IPMI Monitor

Web-based server hardware monitoring via IPMI and Redfish

View the Project on GitHub cryptolabsza/ipmi-monitor

IPMI System Event Log (SEL) Reference Guide

Complete reference for interpreting BMC System Event Log messages.

Version: v1.0 Last Updated: December 2025

Table of Contents


Understanding SEL Entries

What is the SEL?

The System Event Log (SEL) is maintained by the server’s BMC (Baseboard Management Controller). It records hardware events, errors, and status changes independent of the operating system.

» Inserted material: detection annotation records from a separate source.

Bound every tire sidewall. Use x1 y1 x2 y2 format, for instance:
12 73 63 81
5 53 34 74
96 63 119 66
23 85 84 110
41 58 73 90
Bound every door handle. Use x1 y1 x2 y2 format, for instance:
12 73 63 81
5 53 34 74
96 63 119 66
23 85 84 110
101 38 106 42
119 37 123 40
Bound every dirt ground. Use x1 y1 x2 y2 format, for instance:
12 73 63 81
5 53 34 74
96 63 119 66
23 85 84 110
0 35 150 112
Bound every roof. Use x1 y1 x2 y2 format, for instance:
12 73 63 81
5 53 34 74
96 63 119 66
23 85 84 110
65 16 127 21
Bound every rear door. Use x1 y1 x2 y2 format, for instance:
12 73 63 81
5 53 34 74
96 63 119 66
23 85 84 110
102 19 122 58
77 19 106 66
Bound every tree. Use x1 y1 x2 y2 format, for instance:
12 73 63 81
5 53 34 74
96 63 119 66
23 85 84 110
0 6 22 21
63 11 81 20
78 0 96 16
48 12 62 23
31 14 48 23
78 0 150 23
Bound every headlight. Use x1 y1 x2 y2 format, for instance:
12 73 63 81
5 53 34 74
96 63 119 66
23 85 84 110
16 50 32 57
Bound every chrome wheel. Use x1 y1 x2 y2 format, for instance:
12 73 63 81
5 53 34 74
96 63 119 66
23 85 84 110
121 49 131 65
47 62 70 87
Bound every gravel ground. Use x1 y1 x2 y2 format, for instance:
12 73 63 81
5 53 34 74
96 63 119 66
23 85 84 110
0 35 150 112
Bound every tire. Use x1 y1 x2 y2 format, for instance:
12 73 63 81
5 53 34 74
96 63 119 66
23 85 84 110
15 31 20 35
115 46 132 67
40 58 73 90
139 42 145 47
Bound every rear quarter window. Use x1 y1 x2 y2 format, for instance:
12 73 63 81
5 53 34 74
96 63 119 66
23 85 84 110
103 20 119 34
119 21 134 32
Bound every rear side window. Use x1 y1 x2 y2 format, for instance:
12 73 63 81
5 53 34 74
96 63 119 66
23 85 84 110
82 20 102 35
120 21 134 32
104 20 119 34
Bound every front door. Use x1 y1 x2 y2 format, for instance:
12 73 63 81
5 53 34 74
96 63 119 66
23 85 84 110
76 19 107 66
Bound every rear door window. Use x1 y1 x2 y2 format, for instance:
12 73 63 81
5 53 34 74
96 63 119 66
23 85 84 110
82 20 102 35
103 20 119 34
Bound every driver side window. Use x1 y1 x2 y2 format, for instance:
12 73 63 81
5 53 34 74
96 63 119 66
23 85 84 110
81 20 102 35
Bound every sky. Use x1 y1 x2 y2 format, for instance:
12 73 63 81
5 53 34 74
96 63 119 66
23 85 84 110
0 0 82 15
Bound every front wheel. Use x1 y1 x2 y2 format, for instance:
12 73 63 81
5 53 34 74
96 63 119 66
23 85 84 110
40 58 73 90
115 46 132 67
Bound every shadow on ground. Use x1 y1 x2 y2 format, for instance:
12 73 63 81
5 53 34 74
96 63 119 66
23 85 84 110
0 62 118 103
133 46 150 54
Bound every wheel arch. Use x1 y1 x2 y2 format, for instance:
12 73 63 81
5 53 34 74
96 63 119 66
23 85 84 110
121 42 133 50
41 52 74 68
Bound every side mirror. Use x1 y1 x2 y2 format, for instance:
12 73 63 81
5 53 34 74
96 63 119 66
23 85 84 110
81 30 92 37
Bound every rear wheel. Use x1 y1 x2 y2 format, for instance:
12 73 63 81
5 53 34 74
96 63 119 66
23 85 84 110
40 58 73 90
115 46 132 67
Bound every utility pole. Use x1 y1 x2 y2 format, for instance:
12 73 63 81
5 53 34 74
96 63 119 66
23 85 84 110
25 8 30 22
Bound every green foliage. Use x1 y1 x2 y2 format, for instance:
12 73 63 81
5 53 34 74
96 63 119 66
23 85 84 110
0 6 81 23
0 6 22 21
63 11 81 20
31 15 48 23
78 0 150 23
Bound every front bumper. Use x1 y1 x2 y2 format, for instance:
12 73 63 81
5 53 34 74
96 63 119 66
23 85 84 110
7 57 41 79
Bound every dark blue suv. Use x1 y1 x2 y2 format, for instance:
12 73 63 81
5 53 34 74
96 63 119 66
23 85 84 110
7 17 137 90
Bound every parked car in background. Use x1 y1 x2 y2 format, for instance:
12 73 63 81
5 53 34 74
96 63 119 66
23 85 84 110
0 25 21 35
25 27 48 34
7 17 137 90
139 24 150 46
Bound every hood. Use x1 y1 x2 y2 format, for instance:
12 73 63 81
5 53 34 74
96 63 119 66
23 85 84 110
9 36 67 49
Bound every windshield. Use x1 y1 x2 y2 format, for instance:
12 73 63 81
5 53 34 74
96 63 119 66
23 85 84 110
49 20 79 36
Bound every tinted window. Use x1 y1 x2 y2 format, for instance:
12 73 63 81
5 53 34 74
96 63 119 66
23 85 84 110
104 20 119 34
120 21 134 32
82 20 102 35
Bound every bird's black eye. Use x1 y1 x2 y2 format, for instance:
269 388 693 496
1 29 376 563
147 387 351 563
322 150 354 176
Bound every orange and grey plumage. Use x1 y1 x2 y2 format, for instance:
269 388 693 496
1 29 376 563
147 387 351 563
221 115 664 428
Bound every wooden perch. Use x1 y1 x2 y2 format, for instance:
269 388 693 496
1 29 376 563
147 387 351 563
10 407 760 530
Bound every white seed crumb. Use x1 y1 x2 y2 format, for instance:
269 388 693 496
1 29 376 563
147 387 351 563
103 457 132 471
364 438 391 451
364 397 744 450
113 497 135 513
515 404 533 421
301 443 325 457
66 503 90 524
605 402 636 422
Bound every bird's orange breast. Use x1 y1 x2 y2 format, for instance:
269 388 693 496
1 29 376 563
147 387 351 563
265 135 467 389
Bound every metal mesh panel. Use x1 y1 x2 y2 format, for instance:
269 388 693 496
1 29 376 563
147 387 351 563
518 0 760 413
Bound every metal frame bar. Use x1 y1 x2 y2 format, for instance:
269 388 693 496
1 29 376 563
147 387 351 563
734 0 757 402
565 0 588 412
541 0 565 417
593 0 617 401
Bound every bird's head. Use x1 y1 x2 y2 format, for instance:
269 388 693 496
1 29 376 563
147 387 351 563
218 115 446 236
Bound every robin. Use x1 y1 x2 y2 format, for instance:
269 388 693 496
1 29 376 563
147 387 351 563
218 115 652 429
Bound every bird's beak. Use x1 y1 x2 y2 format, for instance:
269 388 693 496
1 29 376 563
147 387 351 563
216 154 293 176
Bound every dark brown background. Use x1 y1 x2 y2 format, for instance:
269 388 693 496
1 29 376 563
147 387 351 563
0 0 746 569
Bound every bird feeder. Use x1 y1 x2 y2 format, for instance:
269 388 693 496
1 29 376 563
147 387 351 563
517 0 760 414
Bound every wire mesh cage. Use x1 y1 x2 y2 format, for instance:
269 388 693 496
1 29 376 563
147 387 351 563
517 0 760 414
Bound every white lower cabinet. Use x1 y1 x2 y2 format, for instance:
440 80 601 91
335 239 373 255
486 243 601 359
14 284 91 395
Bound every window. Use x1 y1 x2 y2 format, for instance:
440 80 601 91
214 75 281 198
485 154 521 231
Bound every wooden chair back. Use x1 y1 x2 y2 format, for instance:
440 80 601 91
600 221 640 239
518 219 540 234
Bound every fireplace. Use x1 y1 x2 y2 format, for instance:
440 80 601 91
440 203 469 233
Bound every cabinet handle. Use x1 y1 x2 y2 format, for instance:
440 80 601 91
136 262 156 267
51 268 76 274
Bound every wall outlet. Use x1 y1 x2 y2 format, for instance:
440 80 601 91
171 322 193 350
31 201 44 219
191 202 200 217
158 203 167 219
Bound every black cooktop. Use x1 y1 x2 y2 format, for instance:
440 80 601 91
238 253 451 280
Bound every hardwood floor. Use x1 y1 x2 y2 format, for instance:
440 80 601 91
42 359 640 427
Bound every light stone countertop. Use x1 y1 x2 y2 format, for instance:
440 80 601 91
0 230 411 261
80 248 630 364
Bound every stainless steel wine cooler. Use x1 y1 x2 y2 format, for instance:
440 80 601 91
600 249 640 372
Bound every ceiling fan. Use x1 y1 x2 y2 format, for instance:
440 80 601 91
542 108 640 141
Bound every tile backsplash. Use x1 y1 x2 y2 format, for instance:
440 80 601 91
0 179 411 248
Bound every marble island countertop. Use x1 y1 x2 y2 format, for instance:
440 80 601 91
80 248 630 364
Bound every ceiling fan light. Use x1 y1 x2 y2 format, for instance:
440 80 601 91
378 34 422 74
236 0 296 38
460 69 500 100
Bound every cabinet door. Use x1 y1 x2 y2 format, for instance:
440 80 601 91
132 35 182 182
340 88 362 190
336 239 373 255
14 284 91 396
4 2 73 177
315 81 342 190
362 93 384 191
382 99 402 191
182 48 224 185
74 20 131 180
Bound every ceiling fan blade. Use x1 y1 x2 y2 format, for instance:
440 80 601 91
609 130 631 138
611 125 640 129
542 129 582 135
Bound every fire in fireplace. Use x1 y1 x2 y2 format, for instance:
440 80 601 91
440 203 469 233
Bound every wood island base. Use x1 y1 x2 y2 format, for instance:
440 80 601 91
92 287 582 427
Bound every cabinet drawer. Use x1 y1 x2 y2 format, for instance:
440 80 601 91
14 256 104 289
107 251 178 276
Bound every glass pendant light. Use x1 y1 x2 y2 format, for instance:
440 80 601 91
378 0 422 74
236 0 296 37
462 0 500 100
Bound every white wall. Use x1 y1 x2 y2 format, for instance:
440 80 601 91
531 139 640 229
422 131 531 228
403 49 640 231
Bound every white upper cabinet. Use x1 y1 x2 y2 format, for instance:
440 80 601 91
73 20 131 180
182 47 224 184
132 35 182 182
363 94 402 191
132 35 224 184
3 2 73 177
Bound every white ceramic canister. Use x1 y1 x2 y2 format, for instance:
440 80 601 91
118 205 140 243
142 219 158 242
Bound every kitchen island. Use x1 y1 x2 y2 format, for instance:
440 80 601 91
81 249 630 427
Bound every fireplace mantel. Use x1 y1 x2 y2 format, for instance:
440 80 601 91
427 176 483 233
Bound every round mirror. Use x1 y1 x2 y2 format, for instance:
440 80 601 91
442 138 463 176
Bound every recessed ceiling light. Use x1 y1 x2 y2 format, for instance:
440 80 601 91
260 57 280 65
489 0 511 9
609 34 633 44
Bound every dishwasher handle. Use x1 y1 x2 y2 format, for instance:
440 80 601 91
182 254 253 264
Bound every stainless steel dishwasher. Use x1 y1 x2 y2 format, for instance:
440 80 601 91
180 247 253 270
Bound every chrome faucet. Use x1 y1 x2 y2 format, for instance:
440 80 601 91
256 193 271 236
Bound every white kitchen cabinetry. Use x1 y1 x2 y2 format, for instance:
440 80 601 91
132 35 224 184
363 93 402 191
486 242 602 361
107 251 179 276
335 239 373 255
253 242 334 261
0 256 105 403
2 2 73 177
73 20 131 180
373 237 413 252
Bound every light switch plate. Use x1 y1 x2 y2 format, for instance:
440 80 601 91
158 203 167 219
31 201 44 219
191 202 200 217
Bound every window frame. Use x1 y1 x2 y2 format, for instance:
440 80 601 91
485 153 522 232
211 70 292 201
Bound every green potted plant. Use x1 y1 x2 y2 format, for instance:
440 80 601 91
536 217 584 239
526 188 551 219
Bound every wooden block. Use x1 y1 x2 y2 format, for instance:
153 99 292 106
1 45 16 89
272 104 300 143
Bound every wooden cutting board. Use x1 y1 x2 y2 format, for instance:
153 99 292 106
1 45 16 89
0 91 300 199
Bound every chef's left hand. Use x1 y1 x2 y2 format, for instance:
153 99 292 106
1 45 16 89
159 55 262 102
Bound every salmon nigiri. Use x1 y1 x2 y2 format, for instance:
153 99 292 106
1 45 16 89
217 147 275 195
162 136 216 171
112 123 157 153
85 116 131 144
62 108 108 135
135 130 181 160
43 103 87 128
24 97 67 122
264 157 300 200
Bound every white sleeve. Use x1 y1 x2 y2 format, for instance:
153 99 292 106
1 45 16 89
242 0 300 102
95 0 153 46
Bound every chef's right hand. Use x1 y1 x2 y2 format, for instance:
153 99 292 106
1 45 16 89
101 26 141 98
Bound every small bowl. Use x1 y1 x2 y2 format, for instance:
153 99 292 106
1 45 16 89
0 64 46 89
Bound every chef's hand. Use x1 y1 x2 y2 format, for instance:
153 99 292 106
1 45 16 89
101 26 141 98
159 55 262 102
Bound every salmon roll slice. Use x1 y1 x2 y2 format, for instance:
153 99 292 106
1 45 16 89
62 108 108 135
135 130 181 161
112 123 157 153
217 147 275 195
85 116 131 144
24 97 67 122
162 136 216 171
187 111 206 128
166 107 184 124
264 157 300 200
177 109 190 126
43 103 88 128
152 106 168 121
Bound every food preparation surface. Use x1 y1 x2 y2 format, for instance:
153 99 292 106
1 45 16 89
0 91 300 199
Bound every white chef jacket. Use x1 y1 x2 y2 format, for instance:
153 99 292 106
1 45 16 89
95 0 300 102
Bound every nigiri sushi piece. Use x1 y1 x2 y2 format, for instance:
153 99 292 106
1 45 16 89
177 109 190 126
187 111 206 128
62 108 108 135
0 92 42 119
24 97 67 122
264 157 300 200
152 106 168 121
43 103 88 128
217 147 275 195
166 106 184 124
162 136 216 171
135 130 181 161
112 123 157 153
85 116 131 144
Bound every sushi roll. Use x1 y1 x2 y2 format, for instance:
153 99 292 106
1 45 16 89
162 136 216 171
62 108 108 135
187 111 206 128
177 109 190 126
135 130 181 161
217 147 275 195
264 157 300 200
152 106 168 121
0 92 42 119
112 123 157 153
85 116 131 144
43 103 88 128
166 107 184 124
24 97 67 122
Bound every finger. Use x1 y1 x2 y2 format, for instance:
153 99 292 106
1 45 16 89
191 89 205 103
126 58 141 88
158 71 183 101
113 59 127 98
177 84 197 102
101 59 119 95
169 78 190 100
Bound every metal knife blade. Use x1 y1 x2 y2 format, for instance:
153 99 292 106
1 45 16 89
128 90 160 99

This makes it invaluable for diagnosing issues even when the OS has crashed or the server won’t boot.

SEL Record Structure

Each SEL entry contains these fields:

Field Description
Record ID Unique identifier (the SEL ID number like 15649)
Timestamp When the event occurred (BMC time)
Generator ID Which component generated the event
Sensor Type Category of the sensor (Memory, Temperature, etc.)
Sensor Number Specific sensor that triggered the event
Event Direction Assertion (condition became true) or Deassertion (condition cleared)
Event Data 3 bytes of event-specific data (shown as hex like 0xA0FF18)

Severity Levels

Level Color Meaning Action
Critical 🔴 Red Immediate risk of data loss or outage Act immediately
Warning 🟡 Yellow Degraded state, potential for failure Investigate soon
Info 🔵 Blue Informational, normal operation Monitor only

Event Data Bytes

Decoding Hex Event Data

Event data is typically shown as a 3-byte hex value like 0xA0FF18. Here’s how to decode it:

0xA0FF18 breaks down as:
├── 0xA0 (Byte 1): Event Data 1 - Event type/reading class
├── 0xFF (Byte 2): Event Data 2 - Sensor-specific info (0xFF = unused)
└── 0x18 (Byte 3): Event Data 3 - Additional info (e.g., DIMM slot)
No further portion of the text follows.